About
RoseTTAFold2NA (RF2NA) is an advanced open-source deep learning model for predicting the three-dimensional structures of protein and nucleic acid complexes. Developed by the Institute for Protein Design (IPD) at the University of Washington, it extends the powerful RoseTTAFold2 architecture to support interactions between proteins, RNA, and DNA molecules—an essential capability for understanding biological systems at a molecular level. The tool leverages SE(3)-Transformer-based neural networks trained on known structural data to generate accurate structural predictions, even for complex systems involving homodimer–DNA interactions and DNA-specific sequence recognition. RF2NA also supports paired protein/RNA multiple sequence alignments (MSAs) for improved prediction quality. Designed for computational biologists, structural bioinformaticians, and researchers in drug discovery, RF2NA is distributed as a fully open-source MIT-licensed repository. Users install it via conda, download pretrained model weights, and run predictions through a command-line shell script. The April 2023 v0.2 update delivered improved homodimer:DNA interaction prediction, enhanced DNA-specific sequence recognition, and bug fixes in the MSA generation pipeline. RF2NA is particularly valuable for scientists studying gene regulation, CRISPR mechanisms, RNA-binding proteins, and nucleic-acid-targeted drug design—areas where understanding protein–DNA/RNA complex geometry is critical. As a research-grade tool requiring GPU hardware and bioinformatics expertise, it is best suited for academic labs and computational biology teams.
Key Features
- Protein–Nucleic Acid Complex Prediction: Predicts the 3D structure of complexes involving proteins paired with DNA or RNA, covering a wide range of biologically important interactions.

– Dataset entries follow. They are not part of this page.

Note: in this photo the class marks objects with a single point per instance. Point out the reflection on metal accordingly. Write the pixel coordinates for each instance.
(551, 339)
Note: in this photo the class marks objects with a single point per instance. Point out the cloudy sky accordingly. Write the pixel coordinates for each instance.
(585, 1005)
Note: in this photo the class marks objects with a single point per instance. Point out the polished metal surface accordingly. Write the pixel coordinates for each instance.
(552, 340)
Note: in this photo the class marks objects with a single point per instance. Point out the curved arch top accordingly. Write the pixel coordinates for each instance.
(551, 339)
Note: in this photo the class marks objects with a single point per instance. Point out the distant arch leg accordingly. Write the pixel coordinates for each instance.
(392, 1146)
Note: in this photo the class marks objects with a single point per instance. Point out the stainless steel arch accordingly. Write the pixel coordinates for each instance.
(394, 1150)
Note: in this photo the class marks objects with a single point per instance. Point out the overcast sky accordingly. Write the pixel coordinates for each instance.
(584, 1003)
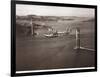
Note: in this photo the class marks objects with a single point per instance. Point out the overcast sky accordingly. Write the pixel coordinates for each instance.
(53, 11)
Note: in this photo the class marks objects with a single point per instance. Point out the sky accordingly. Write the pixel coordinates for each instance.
(22, 9)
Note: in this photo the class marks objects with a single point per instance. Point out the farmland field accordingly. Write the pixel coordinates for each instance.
(37, 53)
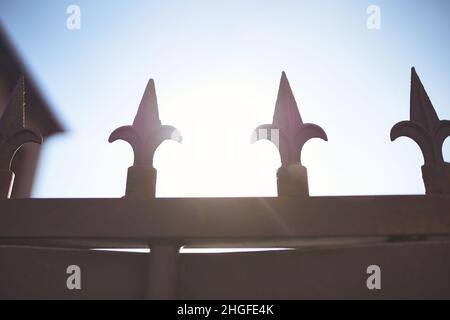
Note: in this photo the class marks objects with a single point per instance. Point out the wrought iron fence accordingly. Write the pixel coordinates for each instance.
(406, 234)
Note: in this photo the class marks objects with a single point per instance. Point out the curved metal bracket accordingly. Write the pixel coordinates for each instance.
(146, 133)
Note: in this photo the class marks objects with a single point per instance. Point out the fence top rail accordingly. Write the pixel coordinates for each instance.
(225, 219)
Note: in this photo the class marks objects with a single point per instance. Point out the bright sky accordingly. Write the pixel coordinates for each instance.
(217, 65)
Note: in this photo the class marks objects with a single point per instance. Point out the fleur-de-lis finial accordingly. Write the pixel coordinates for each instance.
(145, 136)
(429, 132)
(13, 135)
(289, 134)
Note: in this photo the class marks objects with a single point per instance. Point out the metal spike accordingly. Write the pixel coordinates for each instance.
(429, 132)
(13, 135)
(145, 135)
(291, 135)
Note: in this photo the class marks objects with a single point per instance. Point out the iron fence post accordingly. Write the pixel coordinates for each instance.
(145, 135)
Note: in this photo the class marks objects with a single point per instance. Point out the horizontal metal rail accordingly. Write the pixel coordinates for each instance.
(227, 219)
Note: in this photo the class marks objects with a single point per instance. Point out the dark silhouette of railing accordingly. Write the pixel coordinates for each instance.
(166, 225)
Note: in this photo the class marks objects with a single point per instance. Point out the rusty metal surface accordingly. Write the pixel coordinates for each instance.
(224, 219)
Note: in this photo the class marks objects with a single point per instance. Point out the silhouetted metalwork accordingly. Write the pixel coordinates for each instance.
(145, 136)
(13, 135)
(289, 134)
(429, 133)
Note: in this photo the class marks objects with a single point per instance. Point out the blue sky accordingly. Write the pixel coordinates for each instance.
(217, 65)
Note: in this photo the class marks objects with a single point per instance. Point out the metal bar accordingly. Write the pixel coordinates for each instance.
(224, 219)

- SE(3)-Transformer Architecture: Leverages NVIDIA SE(3)-equivariant Transformer networks to model the geometry of molecular structures with high accuracy.

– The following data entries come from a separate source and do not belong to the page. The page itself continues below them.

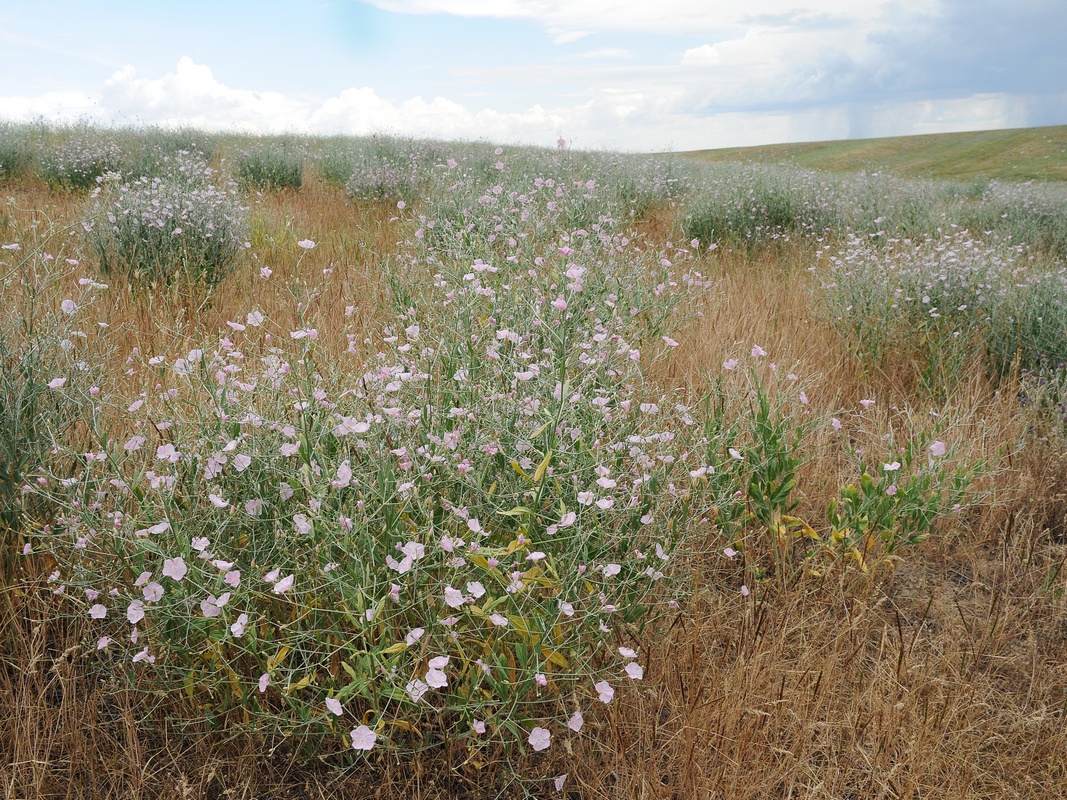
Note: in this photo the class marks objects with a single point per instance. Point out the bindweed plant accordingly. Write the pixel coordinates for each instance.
(180, 225)
(767, 422)
(45, 371)
(945, 299)
(464, 530)
(897, 504)
(78, 162)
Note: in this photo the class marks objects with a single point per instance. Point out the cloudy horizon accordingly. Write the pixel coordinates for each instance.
(602, 74)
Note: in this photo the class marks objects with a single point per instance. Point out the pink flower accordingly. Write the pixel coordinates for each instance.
(238, 627)
(540, 738)
(284, 585)
(175, 569)
(454, 597)
(605, 691)
(136, 612)
(416, 689)
(364, 738)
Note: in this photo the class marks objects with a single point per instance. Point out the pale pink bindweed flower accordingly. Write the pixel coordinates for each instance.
(605, 691)
(136, 612)
(175, 569)
(238, 627)
(283, 586)
(363, 738)
(540, 738)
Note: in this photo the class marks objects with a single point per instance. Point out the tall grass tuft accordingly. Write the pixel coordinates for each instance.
(269, 168)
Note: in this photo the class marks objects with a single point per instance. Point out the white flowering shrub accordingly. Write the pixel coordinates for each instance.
(462, 532)
(77, 163)
(180, 225)
(949, 293)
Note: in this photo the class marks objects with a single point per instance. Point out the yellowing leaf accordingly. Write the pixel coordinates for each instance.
(554, 656)
(302, 684)
(276, 659)
(539, 474)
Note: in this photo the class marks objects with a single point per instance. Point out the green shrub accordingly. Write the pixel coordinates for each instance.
(78, 162)
(158, 230)
(269, 169)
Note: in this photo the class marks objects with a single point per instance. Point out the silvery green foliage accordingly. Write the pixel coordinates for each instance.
(181, 223)
(77, 163)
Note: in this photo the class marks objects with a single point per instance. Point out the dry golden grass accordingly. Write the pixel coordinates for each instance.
(942, 676)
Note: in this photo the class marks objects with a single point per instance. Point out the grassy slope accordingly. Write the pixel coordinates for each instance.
(1024, 154)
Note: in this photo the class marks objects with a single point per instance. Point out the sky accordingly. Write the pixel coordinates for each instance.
(625, 75)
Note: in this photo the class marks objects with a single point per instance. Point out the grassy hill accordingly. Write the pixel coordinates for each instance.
(1024, 154)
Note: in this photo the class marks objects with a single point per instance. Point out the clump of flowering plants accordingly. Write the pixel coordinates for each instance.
(181, 225)
(463, 528)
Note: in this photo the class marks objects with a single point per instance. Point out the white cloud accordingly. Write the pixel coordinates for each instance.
(683, 17)
(638, 109)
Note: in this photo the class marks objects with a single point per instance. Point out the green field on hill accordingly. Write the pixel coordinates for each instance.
(1024, 154)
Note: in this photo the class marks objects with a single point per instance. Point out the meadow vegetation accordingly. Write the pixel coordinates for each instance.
(372, 466)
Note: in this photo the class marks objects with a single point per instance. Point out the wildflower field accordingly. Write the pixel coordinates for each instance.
(378, 467)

- Paired MSA Support: Supports paired protein/RNA multiple sequence alignments (MSAs), improving prediction quality for RNA-binding protein complexes.
- Homodimer–DNA Interaction Modeling: v0.2 introduced significantly improved predictions for homodimer:DNA interactions and DNA-specific sequence recognition.

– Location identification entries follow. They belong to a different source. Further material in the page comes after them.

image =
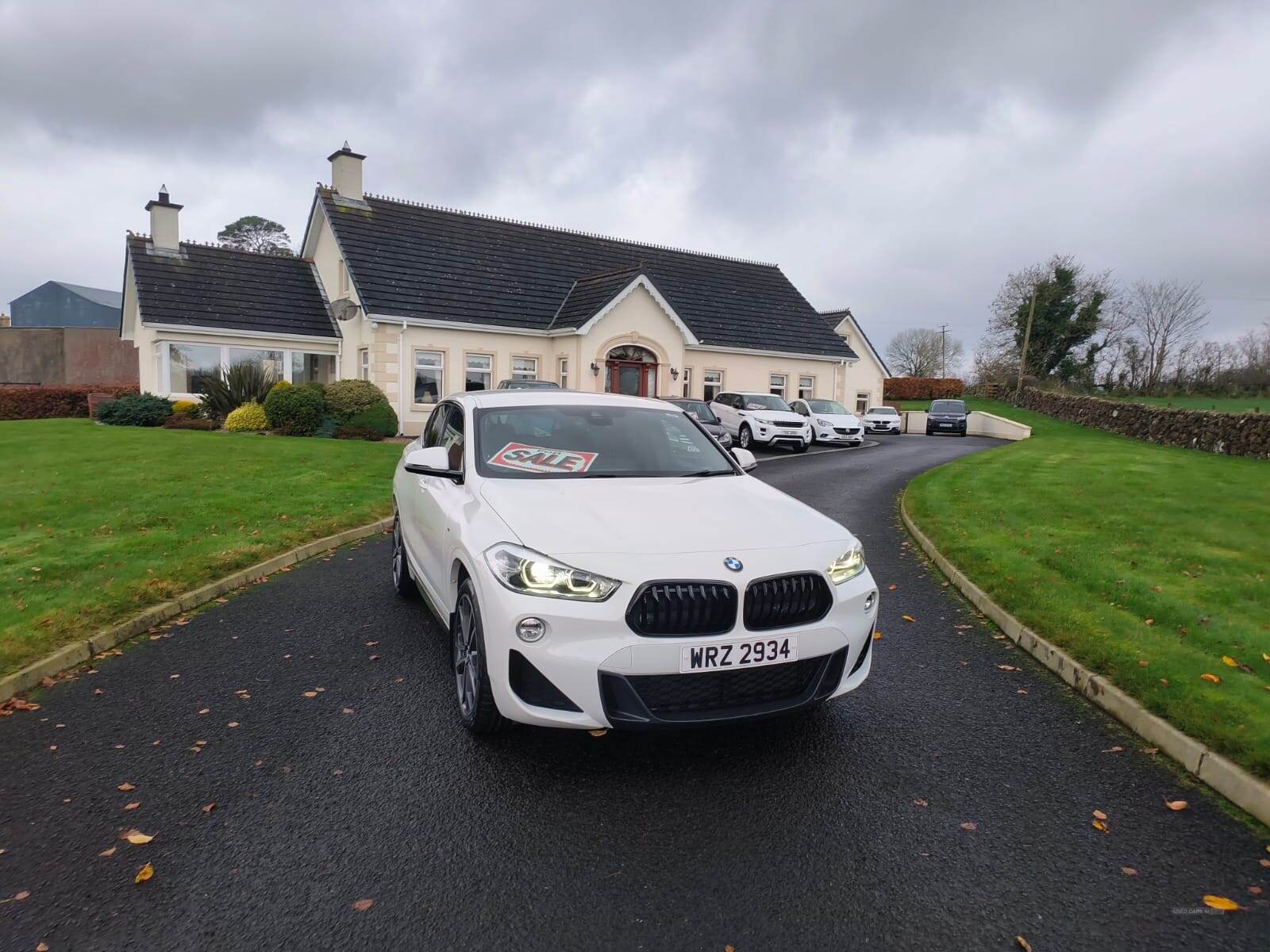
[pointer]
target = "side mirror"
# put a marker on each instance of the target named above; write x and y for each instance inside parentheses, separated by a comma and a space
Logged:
(432, 461)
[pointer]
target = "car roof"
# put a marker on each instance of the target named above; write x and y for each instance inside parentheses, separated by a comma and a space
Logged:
(548, 397)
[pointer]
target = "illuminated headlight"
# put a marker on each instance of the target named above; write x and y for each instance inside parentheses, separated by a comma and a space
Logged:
(535, 574)
(849, 565)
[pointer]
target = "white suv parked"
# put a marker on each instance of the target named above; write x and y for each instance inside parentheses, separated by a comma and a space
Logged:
(764, 419)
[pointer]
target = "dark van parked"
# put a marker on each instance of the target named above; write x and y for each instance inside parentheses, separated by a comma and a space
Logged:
(946, 416)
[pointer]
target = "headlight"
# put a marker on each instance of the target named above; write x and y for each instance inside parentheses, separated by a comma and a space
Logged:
(849, 565)
(535, 574)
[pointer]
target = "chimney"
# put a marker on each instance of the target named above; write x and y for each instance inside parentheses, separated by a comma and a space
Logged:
(164, 230)
(346, 173)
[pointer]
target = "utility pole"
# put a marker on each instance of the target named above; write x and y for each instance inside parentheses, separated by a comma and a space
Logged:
(1022, 357)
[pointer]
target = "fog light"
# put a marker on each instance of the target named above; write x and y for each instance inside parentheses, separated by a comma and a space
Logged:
(531, 628)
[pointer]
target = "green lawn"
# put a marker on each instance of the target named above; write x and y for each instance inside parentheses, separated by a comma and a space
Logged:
(101, 522)
(1149, 564)
(1226, 405)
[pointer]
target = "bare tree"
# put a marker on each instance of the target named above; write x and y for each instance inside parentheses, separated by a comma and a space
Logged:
(1166, 315)
(922, 352)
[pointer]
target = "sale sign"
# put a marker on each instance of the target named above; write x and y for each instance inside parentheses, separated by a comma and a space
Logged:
(521, 456)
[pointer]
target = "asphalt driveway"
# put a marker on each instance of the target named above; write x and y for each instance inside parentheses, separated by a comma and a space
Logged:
(946, 804)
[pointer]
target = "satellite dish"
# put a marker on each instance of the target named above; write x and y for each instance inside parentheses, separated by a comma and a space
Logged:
(344, 309)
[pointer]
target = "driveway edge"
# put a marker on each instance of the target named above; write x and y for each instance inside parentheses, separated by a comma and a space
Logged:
(1218, 772)
(80, 651)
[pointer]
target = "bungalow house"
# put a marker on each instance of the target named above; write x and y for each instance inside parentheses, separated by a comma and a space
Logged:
(427, 301)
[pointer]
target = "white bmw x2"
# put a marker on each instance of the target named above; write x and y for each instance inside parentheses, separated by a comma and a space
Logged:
(601, 562)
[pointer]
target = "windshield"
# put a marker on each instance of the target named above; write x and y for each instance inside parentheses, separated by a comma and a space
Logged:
(594, 442)
(700, 409)
(764, 401)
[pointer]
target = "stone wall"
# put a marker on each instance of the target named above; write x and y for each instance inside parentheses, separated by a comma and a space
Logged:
(1231, 435)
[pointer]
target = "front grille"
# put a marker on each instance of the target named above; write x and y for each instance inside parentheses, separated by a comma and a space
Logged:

- Open-Source & Freely Available Weights: Fully open-source under the MIT license, with pretrained model weights downloadable for local research use.
Use Cases
- Predicting the 3D structure of CRISPR-Cas protein complexes bound to guide RNA for gene-editing research.
- Modeling transcription factor–DNA binding geometries to understand gene regulatory mechanisms.
- Studying RNA-binding protein structures for RNA therapeutics and vaccine design.
- Supporting structure-based drug discovery targeting nucleic acid–protein interaction interfaces.
- Academic research in structural biology requiring high-accuracy protein–nucleic acid complex modeling.
Pros
- Cutting-Edge Research Tool: Developed by the world-renowned UW Institute for Protein Design, ensuring state-of-the-art accuracy in protein-nucleic acid structure prediction.
- Broad Molecular Coverage: Handles protein–DNA and protein–RNA complexes in a single framework, reducing the need for multiple specialized tools.
- Completely Free and Open Source: MIT-licensed with freely available pretrained weights, enabling academic labs to use it without cost or licensing barriers.
Cons
- Requires NVIDIA GPU Hardware: The model relies on NVIDIA GPU acceleration and is only supported on Linux, limiting accessibility for users without suitable hardware.
- Complex Installation Process: Setup involves conda environments, manual weight downloads, and SE3Transformer installation, which may be challenging for non-technical users.
- Research-Grade Maturity: As an academic research tool, it lacks a graphical interface, commercial support, or user-friendly documentation aimed at non-expert users.
Frequently Asked Questions
RoseTTAFold2NA can predict the 3D structures of protein–DNA complexes, protein–RNA complexes, and mixed protein/nucleic acid assemblies, including homodimer–DNA interactions.
Yes, it is fully open-source under the MIT license. The code and pretrained model weights are freely available from the GitHub repository and UW IPD servers.
RoseTTAFold2NA requires a Linux system with an NVIDIA GPU. Installation is managed via conda using the provided RF2na-linux.yml environment file.
After installing the conda environment and downloading the model weights, you run predictions using the provided `run_RF2NA.sh` shell script from the command line.
The April 2023 v0.2 update includes updated model weights for better homodimer:DNA interaction prediction, improved DNA-specific sequence recognition, bug fixes in the MSA generation pipeline, and support for paired protein/RNA MSAs.